In January, the 29-year-old Garcia became a three-division world champion with a third-round KO of previously unbeaten 135-pound champion Dejan Zlaticanin.

By defeating Broner in the highest-profile victory of his career, Garcia set himself up to be a threat and a championship contender from 135 through 147 pounds. 

Leo Santa Cruz, 126 pounds (34-1-1, 19 KOs)

Leo Santa Cruz bludgeoned and dominated Chris Avalos on the way to an eighth-round knockout victory and successful defense of his 126-pound world championship at the StubHub Center in Carson, California on Oct. 14. 

A three-division champion, Santa Cruz, 29, lost and regained his crown over the course of back-to-back Fight Of The Year-caliber majority decisions with two-division title winner Carl Frampton (23-1, 14 KOs) in July 2016 and January.

Santa Cruz entered the Avalos fight having already agreed to a rematch in March or April against three-division title winner Abner Mares (31-2-1, 15 KOs), whom he defeated by majority decision in August 2015.

David Benavidez, 168 pounds (19-0, 17 KOs)

David Benavidez overcame an injured middle left knuckle and rose from a final round knockdown for a split decision victory over Romanian slugger Ronald Gavril in September. In doing so, Benavidez became the youngest world champion in division history at 20 years old, and boxing’s youngest current titleholder.

Trained by his father, Jose Benavidez Sr., “El Bandera Roja” (The Red Flag) surpassed 22-year-old Darrin Van Horn’s accomplishment in May 1991, and ended the 31-year-old Gavril’s seven-fight winning streak (five by KO). Benavidez will face Gavril in a mandated return bout on a date and at a location to be determined.

Benavidez was 7-0 - all knockouts - before his 18th birthday. He has also registered 13 of his 17 career stoppages within two rounds. Benavidez displayed two-fisted power on the way to securing his 10th straight knockout, scoring three knockdowns during an eighth-round stoppage of former title challenger Rogelio Medina in May. 

The finish to that fight is widely considered a candidate for 2017 Knockout of the Year.

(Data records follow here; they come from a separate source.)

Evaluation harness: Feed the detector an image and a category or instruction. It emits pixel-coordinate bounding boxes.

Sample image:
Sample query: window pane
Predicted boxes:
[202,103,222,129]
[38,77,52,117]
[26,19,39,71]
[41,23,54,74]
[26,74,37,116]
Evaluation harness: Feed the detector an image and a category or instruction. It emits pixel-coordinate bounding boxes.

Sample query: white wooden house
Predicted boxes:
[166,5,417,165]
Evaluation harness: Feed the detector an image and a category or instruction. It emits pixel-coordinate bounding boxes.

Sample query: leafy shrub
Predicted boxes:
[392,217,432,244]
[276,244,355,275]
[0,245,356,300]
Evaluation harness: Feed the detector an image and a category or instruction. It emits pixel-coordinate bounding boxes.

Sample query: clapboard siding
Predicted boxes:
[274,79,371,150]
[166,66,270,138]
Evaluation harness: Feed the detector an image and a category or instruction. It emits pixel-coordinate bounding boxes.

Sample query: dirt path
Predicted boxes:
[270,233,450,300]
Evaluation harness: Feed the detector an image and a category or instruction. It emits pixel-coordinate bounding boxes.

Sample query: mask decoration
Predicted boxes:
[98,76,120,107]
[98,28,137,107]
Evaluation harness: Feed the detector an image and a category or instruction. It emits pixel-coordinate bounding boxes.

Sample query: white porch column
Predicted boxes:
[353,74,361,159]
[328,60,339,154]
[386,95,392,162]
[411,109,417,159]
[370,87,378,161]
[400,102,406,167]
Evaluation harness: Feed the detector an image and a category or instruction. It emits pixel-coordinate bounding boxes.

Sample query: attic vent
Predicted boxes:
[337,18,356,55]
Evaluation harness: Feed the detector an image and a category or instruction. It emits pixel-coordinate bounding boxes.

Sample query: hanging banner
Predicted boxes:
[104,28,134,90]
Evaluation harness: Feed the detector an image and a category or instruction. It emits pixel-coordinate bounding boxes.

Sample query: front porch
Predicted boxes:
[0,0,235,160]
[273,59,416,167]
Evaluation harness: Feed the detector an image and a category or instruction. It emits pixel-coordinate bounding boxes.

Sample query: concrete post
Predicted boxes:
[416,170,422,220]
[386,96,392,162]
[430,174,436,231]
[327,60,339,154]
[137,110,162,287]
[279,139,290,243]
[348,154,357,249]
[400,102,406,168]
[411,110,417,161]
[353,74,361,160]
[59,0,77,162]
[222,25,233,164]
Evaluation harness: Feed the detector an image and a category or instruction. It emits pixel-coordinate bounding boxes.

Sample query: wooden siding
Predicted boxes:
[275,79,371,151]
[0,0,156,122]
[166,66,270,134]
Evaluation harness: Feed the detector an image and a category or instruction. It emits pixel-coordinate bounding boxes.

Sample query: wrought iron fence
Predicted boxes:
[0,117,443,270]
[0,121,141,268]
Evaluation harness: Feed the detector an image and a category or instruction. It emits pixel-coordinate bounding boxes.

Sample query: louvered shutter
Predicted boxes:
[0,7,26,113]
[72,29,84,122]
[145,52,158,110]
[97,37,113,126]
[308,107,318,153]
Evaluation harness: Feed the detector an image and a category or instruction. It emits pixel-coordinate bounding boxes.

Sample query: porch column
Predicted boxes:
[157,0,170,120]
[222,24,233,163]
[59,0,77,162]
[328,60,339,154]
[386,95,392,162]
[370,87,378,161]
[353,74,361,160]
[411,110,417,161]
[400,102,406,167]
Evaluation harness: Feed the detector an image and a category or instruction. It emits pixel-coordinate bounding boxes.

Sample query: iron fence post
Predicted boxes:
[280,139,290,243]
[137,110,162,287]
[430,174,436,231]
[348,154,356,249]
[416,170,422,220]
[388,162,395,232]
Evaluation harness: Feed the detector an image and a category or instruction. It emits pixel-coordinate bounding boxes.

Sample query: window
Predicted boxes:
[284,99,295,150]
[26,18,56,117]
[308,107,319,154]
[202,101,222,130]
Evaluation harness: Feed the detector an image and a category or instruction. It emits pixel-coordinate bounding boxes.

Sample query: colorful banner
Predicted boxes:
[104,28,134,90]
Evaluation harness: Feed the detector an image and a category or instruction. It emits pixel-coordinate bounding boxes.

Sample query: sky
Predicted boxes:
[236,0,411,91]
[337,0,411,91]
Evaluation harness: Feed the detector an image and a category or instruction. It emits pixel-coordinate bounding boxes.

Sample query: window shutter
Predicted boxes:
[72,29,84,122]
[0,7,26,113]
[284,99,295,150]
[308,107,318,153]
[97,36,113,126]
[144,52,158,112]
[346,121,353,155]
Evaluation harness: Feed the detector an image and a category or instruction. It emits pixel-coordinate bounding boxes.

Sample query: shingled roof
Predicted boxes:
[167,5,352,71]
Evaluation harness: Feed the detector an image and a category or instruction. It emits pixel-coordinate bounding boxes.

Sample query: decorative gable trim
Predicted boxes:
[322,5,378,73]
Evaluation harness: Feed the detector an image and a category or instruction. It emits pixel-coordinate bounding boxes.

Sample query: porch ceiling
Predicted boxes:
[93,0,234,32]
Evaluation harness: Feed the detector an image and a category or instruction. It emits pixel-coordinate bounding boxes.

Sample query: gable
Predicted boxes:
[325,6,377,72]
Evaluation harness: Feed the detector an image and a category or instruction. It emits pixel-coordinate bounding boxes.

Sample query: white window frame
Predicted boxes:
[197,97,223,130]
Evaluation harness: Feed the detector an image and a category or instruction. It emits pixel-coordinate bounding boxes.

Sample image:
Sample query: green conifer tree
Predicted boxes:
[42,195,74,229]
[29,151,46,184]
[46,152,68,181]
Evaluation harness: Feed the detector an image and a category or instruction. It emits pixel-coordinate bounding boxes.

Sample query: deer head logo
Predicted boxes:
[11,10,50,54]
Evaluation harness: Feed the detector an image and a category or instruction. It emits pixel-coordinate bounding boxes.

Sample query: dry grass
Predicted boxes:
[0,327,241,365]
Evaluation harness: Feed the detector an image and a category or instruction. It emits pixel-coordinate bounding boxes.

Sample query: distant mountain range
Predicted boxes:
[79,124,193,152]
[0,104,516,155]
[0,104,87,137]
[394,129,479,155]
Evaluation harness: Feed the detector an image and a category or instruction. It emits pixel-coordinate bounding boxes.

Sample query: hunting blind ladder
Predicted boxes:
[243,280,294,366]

David Benavidez became boxing's youngest current titleholder with his September 8 split decision victory over Ronald Gavril. (Rosie Cohe/Showtime)

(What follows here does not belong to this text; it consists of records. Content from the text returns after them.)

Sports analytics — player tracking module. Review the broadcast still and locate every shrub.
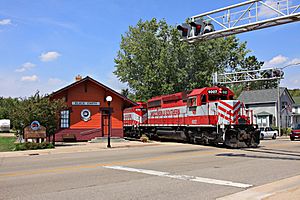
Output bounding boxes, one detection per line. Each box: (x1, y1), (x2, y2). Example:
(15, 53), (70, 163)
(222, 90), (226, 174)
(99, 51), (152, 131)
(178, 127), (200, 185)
(14, 142), (54, 151)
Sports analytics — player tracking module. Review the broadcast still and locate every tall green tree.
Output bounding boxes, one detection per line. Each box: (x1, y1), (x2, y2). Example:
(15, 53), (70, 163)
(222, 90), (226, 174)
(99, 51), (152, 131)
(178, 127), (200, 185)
(0, 92), (66, 140)
(114, 19), (264, 100)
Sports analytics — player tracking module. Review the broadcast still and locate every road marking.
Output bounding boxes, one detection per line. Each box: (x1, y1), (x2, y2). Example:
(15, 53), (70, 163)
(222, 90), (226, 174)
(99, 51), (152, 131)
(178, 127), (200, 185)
(103, 166), (252, 188)
(0, 149), (227, 179)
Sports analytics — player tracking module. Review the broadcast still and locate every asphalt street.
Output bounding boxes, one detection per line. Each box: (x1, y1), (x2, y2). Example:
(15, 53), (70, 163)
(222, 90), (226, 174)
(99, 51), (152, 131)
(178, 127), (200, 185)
(0, 139), (300, 200)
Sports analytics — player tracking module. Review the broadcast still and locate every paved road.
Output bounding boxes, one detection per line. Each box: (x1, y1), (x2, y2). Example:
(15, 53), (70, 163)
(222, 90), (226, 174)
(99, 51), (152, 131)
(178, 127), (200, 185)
(0, 139), (300, 200)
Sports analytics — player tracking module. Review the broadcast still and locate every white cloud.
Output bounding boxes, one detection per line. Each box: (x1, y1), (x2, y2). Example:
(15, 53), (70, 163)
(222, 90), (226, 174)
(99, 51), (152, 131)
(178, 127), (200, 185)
(287, 58), (300, 65)
(16, 62), (35, 72)
(0, 19), (11, 25)
(21, 75), (38, 82)
(40, 51), (61, 62)
(263, 55), (289, 68)
(48, 78), (64, 86)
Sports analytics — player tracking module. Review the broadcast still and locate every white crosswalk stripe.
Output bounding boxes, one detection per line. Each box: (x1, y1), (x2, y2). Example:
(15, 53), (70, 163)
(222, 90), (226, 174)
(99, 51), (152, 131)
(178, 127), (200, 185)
(104, 166), (252, 188)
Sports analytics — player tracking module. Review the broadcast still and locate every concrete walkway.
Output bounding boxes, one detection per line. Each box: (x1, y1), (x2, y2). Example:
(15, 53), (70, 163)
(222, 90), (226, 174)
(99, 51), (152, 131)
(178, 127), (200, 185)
(217, 176), (300, 200)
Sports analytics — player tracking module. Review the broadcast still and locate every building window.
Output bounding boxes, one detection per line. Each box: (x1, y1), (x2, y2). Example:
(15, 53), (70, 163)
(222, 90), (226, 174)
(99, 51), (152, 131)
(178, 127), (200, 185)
(60, 110), (70, 128)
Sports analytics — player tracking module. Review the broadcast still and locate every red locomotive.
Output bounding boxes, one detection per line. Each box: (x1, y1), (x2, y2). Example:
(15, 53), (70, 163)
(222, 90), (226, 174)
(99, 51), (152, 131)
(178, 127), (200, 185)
(124, 87), (259, 148)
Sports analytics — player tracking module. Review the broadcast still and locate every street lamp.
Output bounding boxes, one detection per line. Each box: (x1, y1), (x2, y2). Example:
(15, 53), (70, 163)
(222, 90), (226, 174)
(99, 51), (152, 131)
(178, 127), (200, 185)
(106, 96), (112, 148)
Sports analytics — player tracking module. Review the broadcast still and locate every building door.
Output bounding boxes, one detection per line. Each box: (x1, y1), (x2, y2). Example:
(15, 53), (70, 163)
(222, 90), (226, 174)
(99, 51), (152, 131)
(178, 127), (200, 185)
(101, 110), (109, 137)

Errol Spence Jr., 147 pounds (22-0, 19 KOs)

Southpaw Errol Spence Jr. will pursue his 10th straight knockout victory and his first world title defense against 33-year-old, two-division champion Lamont Peterson (35-3-1, 17 KOs) in mid-January at a site to be determined.

The versatile 27-year-old demonstrated he is “The Truth” when he displayed two-fisted power, speed, accuracy, resiliency and athleticism on the way to an 11th round knockout of Kell Brook in Sheffield, England in May.

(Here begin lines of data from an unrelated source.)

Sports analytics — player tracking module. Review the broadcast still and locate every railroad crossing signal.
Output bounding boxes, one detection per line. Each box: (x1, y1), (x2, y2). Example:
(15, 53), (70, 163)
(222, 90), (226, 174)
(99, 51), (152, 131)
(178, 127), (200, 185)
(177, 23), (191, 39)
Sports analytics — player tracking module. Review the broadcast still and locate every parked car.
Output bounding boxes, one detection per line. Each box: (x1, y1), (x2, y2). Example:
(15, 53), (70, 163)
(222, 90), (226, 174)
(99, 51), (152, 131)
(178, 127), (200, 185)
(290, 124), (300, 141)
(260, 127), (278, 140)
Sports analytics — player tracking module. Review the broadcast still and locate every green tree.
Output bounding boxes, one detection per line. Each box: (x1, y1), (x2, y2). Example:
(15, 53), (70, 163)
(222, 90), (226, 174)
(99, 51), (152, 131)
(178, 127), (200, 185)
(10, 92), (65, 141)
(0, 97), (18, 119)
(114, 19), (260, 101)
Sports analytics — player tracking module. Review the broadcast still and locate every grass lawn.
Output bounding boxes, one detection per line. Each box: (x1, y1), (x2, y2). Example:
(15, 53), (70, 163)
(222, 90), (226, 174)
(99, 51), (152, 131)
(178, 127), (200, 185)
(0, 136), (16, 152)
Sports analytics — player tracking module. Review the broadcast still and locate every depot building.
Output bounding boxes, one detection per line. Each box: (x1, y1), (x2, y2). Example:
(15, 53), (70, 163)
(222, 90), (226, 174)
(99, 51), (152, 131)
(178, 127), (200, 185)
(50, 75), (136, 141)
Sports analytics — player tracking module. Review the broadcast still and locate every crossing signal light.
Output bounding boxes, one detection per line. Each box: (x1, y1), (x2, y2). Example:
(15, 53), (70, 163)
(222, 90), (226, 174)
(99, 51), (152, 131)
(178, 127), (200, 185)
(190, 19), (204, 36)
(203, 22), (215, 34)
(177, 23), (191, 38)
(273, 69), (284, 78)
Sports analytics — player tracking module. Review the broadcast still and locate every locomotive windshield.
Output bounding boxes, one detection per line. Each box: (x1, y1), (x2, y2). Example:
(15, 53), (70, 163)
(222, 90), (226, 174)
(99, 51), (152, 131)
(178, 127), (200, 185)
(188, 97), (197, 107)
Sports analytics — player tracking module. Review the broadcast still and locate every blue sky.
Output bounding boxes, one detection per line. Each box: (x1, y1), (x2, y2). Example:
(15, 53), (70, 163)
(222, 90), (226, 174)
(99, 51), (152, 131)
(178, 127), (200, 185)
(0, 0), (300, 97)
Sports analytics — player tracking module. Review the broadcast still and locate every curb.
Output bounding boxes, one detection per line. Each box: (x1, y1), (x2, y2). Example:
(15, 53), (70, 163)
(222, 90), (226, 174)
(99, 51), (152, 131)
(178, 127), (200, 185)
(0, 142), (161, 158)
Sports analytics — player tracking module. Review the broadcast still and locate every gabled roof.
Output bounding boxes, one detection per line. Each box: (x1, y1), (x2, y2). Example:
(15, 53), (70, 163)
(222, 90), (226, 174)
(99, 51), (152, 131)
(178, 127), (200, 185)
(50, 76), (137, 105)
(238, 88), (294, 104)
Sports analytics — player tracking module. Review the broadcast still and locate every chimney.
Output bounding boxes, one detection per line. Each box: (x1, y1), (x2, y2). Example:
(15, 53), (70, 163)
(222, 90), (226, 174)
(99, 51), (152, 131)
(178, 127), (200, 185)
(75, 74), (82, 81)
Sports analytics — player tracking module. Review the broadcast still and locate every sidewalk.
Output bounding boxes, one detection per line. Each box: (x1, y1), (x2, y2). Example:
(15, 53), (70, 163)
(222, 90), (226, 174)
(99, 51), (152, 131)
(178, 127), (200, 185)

Spence became the first American to earn a world title from an English champion on foreign soil since Timothy Bradley upset Junior Witter in Nottingham, England for a 140-pound title in 2008.

Spence owns a fifth-round TKO over Chris Algieri and a sixth-round stoppage of Leonard Bundu - fighters who went the distance with Manny Pacquiao and current unified welterweight champion Keith Thurman, respectively.